The windows guest needs a slight adjustment in its configuration to enable it to have network access during installation until the VirtIO drivers are installed. Edit the guests configuration and change the network interface from virtio-net to e1000:
# vm configure windows-guest
network0_type=”e1000”
Revert to “virtio-net” once the RedHat VirtIO drivers have been installed.
Installing and Using Guests
To install each guest:
# vm install windows-guest Windows11-bhyve.iso
# vm install linux-guest AlmaLinux-9.5-x86_64-dvd.iso
Once the installation has been initiated, bhyve will be in a wait state. It will not commence the ISO boot process until a connection has been made to the VNC console port. To determine which guest console is running on a corresponding VNC port, use the list sub-command:
# vm list
NAME DATASTORE LOADER CPU MEMORY VNC AUTO STATE
linux-guest default uefi 2 1G [::]:5901 No Locked (host)

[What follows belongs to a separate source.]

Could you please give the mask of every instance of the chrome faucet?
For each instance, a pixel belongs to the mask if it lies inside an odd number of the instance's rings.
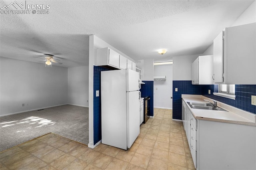
[[[213,101],[213,102],[214,102],[213,103],[212,103],[212,102],[211,102],[210,101],[208,101],[208,100],[206,100],[206,99],[204,99],[204,101],[207,101],[208,102],[210,102],[212,105],[212,106],[214,107],[217,107],[217,101],[216,101],[214,99],[210,99],[211,100],[212,100],[212,101]]]

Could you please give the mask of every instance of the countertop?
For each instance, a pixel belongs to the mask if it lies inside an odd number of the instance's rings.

windows-guest default uefi 2 8G [::]:5900 No Locked (host)
Using a VNC viewer like TigerVNC or TightVNC, connect the the IPv6 address and port for each of the guests to commence installation:
[2001:db8:1::a]:5900 # if the host is remote
[::1]:5900 # if it is on your local machine using localhost
After the Windows guest has been installed, the VirtIO drivers can be loaded. The drivers can be found at:
(sha256 – 37b9ee622cff30ad6e58dea42fd15b3acfc05fbb4158cf58d3c792b98dd61272)
Navigate to the above URL with the Edge Browser once Windows has finished installing to download and install these drivers. Once installed, shut down the host, switch the network interface in the guest configuration file back to virtio-net and the system can be started as normal.
We now have installed guests ready for use but there needs to be control over these so they can be started and stopped when required. The following commands will perform basic operations on your guests, such as starting, stopping or immediately powering off respectively:
# vm start linux-guest
# vm stop windows-guest
# vm poweroff windows-guest
The difference between stop and power off is that stop issues an ACPI shutdown request to the guest where poweroff immediately kills the bhyve process and won’t shut down the guest cleanly.
Summary
This article is a brief insight into controlling bhyve and installing common operating systems with tools that are available directly from the FreeBSD package repository. vm-bhyve can do so much more than what was described here and is comprehensively detailed in the vm(8) man page.